I have been addicted

Monday, March 2, 2009
Dear xxxxx,

Hi good morning! Baby how are you! I hope you're okay! I missed you in the morning! Sorry, I forgot my phone in the room and I couldn't text you often for the whole day. I wrote a letter for you and here it goes again.

Last night were having a good talked about sharing our thoughts after our marriage. Anyway, I don't really want to think about it, but It was that topic bothered me about for a couple of months. I really don't know what should I do after the marriage take place.

I'm willing to start a new life with you coz you know what I really want is, I don't want to be apart with you again baby, what I mean is, being away from each other, It's really quite difficult for me to adjust if we were distant. I want to spent my happy days with you forever. Life is short and I want to be with you for all the days that I will lived for, I want to rest In your loving arms till the day I die.

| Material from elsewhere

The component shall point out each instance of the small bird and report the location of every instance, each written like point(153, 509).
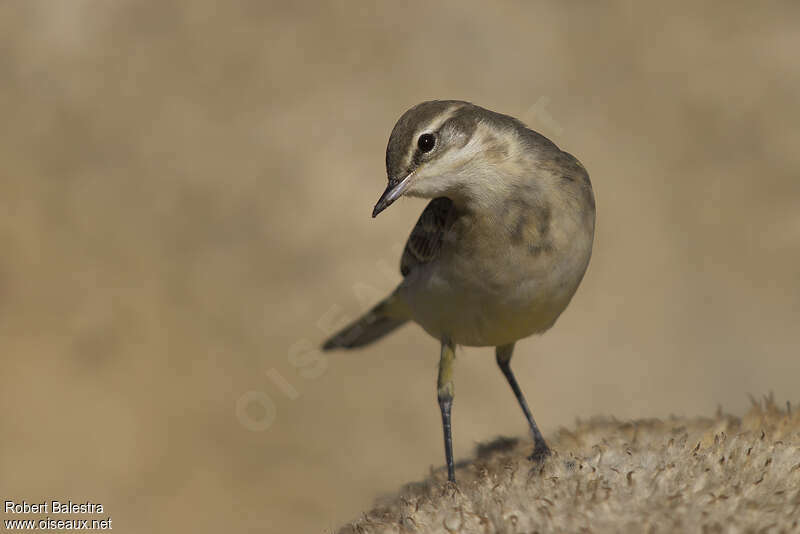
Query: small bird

Baby, Nobody has ever made me feel like the way you make me feel and that is such a crazy feeling for me. It feels like I just want to grab you and be in your arms forever and forever and never let you go. I want to kiss your lips every day I lived. Every time I think about you, it gives me more and more strength with which to carry on my life.

It makes me happy to be alive knowing that you have came into my life and all I know is that I want to be with you. I'm in love with you even though I am thousands of miles away from you; I am forever by your side.

I'm afraid if those things that scare me a lot will happened right thru my eyes. I just really want to avoid those things that frightens me a lot. I didn't slept well last night because your cam was off for the reason that from time to time I open my eyes to see if you were there. I love you so much and I am craving with your love that I have been addicted.

I wrote a letter for you, knowing that you should know what's terrify me off. But I know god is there for me. he will not leave me.

Whatever happens I will always love you. I have a lot of things to tell you but maybe you will get bored reading my> email. I Love you so much. Take care of yourself. I miss you so much.